1. Field of the Invention
This invention relates to an ultrasonic diagnostic apparatus, and particularly to a contrast medium imaging technique.
2. Description of the Related Art
Microbubbles contained in a contrast medium used for ultrasonic diagnosis are collapsed by ultrasonic transmission and tend be collapsed when the transmitted sound pressure is higher. To maintain a contrast effect, a certain measure needs to be taken such as imaging a contrast medium while suppressing its collapse by using a low sound pressure (real-time perfusion image or RPI).

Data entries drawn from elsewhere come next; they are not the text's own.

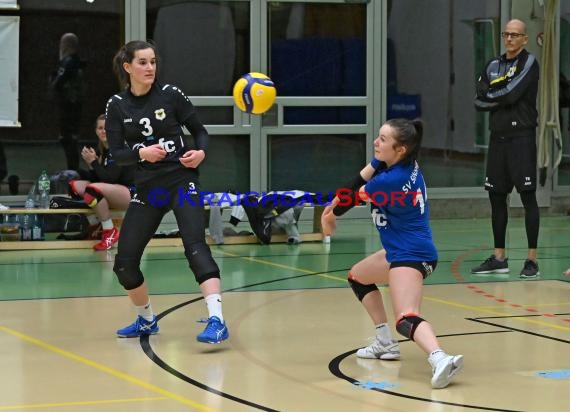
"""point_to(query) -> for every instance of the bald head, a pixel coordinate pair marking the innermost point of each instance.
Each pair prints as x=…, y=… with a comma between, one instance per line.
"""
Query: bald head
x=514, y=37
x=516, y=24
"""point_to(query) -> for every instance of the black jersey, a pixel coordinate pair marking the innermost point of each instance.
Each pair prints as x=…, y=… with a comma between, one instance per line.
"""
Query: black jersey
x=133, y=122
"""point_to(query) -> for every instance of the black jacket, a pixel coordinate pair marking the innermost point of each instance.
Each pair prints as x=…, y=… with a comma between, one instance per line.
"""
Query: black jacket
x=508, y=89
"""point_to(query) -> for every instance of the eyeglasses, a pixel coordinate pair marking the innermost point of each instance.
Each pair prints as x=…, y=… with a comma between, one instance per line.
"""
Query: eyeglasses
x=507, y=34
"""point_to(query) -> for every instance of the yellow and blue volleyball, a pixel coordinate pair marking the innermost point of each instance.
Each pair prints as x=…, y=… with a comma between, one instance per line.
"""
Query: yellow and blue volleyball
x=254, y=93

The case of extracting a second harmonic component of a transmitted fundamental wave from a received echo in RPI will now be considered. When the sound pressure is high, the second harmonic component contains a nonlinear propagation component generated in the tissue.

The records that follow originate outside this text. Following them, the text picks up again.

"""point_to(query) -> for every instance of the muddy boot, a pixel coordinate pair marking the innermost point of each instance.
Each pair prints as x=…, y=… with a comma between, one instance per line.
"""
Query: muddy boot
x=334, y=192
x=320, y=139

When the sound pressure is low as in RPI, the nonlinear propagation component generated from the tissue has very low intensity, which is insufficient for imaging. A tissue image can hardly be observed before inflow of a contrast medium, and only after inflow of the contrast medium, a harmonic component due to the contrast medium begins to appear.

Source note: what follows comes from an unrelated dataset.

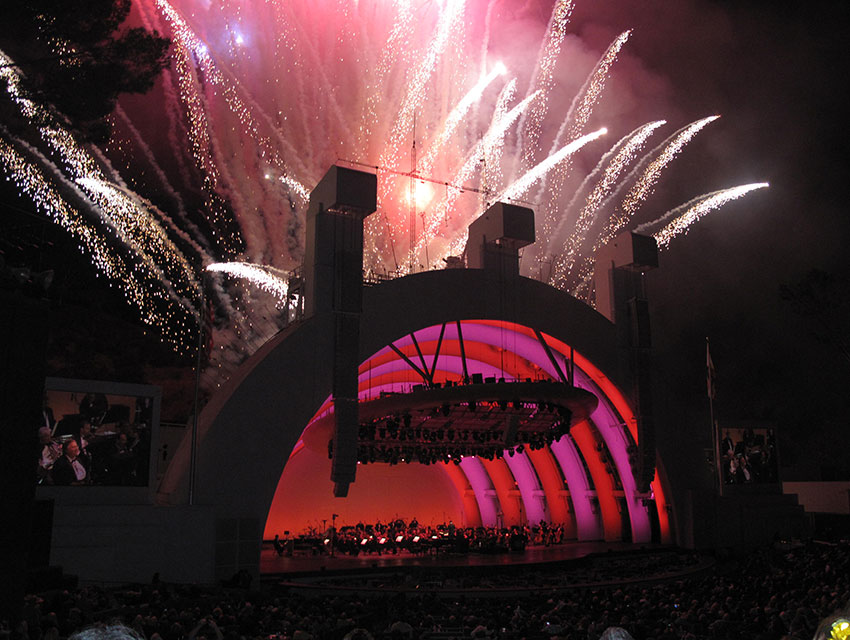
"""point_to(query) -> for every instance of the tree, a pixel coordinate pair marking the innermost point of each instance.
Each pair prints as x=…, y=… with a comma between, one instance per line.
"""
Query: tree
x=80, y=56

In short, in the ultrasonic test using a contrast medium, when the sound pressure is lowered to maintain the contrast effect, a nonlinear propagation component generated in the tissue has very low intensity and therefore a tissue image hardly appears before inflow of the contrast medium. On the other hand, when the sound pressure is raised to enable appearance of the nonlinear propagation component generated from the tissue before inflow of the contrast medium, the contrast effect momentarily disappears. Particularly, this problem is noticeable at the time of ultra-low sound pressure driving where an MI (mechanical index) value, which is an index showing an output reference obtained by normalizing a maximum peak negative sound pressure in a transmitted beam by the square root of the fundamental frequency, is approximately 0.1.
To solve this problem, it may be conceivable to use a conventional color Doppler processing unit to prepare and display a B mode with a fundamental wave as a tissue (background) image and to display a Doppler image (including phase inversion Doppler) as a contrast image. However, since separate transmissions and receptions are necessary for the tissue and for the contrast, respectively, the frame rate, which is particularly important for imaging a cardiovascular system, is lowered and the real-time property cannot be utilized. Moreover, the transmission for the tissue may cause unwanted collapse of and adverse effects on the contrast medium.
When an image is generated using only a harmonic component with a low MI value, even if contrast-enhancement is performed, the brightness of the image is low and it may be difficult to confirm the enhanced region. If the gain is increased only to increase the brightness, noise appears in the image. Even if the dynamic range is narrowed to brighten a maximum brightness part, only a part having relatively high brightness is emphasized and the contrast-enhancement cannot be correctly evaluated.